Management of methemoglobinemia during pregnancy should be multidisciplinary and always carefully discussed.[12] Pregnancy is a physiologic state during which there is an increased oxygen demand, and a methemoglobinemia attack can lead to significant morbidity to the fetus due to hypoxia. Moreover, it is well known that MB is teratogenic and should only be used in pregnancy when the risks are felt to outweigh the benefits; therefore, the decision should be discussed with the patient weighing the risk of hypoxia and the teratogenic and other adverse effects on the baby.

Surgery carries a particular risk for patients with known methemoglobinemia because of the well-established precipitation effect of exposure to anesthetics. Potential exacerbating factors and other comorbidities should be identified before surgery.[13] Prophylactic use of MB is recommended only in selected cases of high-risk patients, like high presurgery MetHb levels or medical history of severe episodes.

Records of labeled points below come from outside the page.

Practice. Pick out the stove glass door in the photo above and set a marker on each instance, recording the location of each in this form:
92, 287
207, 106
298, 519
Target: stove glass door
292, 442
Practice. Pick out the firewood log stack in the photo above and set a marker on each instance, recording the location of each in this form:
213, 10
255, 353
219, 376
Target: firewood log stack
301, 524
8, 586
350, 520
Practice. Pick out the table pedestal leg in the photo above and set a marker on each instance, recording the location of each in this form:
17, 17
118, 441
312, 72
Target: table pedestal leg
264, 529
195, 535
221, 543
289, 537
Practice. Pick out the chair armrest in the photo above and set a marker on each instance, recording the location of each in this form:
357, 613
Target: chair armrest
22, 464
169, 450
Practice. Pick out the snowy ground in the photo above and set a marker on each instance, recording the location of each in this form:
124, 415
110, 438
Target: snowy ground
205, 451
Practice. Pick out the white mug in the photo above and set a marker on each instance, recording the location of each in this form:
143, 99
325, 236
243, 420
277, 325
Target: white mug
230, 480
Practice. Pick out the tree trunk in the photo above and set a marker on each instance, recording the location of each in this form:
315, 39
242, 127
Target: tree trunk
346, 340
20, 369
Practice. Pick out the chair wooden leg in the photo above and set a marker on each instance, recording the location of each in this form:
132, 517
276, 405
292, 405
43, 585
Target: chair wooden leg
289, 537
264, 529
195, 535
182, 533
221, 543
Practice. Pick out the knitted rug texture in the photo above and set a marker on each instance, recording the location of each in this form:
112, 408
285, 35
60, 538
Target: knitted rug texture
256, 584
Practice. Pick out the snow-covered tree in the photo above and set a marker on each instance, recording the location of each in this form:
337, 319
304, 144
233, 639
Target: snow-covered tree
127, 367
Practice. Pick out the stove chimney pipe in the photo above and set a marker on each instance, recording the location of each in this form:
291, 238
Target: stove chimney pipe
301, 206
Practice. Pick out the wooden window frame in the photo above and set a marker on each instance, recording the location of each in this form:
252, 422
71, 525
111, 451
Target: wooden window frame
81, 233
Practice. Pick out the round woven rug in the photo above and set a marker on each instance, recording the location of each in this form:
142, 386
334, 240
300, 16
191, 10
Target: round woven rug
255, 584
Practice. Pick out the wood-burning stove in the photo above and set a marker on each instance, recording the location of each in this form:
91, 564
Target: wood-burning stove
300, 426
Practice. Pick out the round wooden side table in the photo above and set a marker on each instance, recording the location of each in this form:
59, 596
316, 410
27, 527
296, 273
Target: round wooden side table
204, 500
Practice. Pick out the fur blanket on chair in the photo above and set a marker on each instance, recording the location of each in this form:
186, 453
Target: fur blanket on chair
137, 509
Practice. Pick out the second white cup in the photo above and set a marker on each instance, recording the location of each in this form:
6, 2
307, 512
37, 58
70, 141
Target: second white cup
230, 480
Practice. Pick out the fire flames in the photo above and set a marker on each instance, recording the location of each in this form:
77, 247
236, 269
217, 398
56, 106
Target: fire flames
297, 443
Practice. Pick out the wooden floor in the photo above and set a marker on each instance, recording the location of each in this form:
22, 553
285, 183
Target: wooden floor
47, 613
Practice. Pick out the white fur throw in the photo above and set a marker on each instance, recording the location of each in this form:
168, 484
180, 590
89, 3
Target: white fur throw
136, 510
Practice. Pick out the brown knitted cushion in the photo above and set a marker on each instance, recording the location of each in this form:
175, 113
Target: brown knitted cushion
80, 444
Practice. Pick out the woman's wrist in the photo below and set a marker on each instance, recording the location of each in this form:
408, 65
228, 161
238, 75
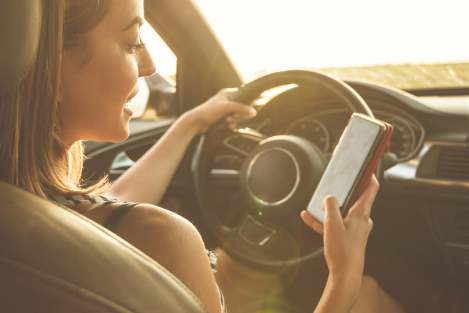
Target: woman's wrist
346, 285
190, 122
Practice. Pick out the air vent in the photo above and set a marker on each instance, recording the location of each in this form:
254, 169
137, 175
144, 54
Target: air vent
453, 163
460, 227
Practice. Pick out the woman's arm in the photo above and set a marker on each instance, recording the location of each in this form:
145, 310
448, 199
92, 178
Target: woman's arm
148, 179
345, 241
344, 247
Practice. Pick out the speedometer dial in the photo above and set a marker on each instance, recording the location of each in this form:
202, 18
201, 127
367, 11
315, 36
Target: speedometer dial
404, 139
312, 130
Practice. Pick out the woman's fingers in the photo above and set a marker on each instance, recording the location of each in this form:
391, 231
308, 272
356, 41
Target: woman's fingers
311, 222
333, 221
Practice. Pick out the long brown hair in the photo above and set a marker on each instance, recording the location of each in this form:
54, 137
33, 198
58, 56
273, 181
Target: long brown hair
32, 153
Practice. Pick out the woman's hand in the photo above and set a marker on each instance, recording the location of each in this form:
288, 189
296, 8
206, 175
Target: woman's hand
345, 239
216, 108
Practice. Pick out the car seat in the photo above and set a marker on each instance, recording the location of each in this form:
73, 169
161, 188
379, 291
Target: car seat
51, 258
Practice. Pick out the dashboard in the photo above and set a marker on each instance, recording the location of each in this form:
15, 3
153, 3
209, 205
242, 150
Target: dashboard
324, 128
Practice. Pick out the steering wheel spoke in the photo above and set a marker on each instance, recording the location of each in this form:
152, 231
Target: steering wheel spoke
274, 176
243, 141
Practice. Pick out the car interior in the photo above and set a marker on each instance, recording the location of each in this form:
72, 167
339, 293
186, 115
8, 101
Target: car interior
228, 185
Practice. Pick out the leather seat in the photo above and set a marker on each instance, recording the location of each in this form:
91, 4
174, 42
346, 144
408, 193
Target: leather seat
53, 259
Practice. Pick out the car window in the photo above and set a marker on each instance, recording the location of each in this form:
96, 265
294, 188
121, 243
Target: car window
156, 93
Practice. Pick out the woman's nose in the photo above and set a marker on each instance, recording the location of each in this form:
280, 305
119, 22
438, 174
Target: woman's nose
146, 66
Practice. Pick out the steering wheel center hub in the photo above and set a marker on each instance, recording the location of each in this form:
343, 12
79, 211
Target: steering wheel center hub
273, 176
280, 174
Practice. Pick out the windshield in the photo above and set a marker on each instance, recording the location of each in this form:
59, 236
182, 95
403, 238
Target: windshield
415, 44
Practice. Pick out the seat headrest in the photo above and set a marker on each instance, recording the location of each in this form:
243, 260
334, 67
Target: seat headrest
20, 26
55, 260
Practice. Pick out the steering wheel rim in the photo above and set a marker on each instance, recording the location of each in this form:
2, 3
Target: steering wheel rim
201, 163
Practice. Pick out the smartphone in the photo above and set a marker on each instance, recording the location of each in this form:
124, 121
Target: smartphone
353, 162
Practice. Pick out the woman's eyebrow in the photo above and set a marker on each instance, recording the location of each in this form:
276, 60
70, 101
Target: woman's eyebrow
136, 20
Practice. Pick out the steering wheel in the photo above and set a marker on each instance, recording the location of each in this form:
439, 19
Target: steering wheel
277, 178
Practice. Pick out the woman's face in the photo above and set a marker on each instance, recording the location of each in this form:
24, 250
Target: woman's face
99, 77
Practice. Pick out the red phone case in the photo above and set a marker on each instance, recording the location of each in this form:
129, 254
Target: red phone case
383, 146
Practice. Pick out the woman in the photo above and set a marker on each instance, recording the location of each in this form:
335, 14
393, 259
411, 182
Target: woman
78, 90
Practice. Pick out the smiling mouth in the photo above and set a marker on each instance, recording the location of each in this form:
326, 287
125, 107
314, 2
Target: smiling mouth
132, 96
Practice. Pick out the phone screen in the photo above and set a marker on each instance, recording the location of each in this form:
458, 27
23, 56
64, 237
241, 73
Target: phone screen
348, 161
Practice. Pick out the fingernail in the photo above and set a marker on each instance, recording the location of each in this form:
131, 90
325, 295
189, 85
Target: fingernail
252, 112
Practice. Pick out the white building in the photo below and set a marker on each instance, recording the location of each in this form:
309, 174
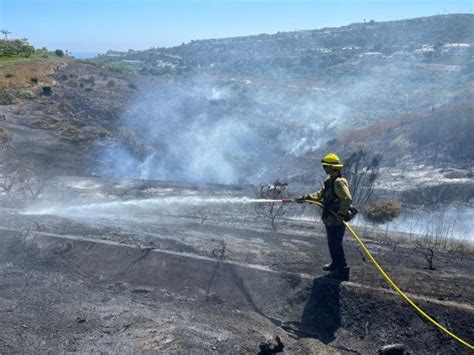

MB should be prepared and available in the operation room. All patients should receive supplemental oxygen before anesthetic administration. Electrocardiogram monitoring to detect myocardial ischemia and co-oximeters to identify the MetHb level can be used. Any metabolic abnormality should be corrected before administration of anesthetics. The patient should be monitored during and after surgery for any signs and symptoms of hypoxia (77.3% of consensus).

Finally, the panel expert carefully considered which useful information should be given to patients affected by hereditary methemoglobinemia about their condition, skin color, lifestyle, and drug/food to be avoided. Early clinical recognition of methemoglobinemia is of paramount importance. Patients and clinicians should be aware of neurologic and cardiac symptoms and their progression with increasing MetHb values. Prompt referral to specialized laboratories in case of mild symptoms or directly to Emergency Units in case of more severe symptoms is fundamental to establish MetHb levels and to start treatment.

Several drugs, foods and drinks, and various clinical conditions (particularly infections) may increase the levels of MetHb. It is recommended to avoid such drugs, and chemical substances (possibly present in food, drinks and well water), as well as to promptly treat associated conditions (particularly infections) that may increase methemoglobin levels. A medical alert system is recommended to patients with inherited methemoglobinemia (100% of consensus).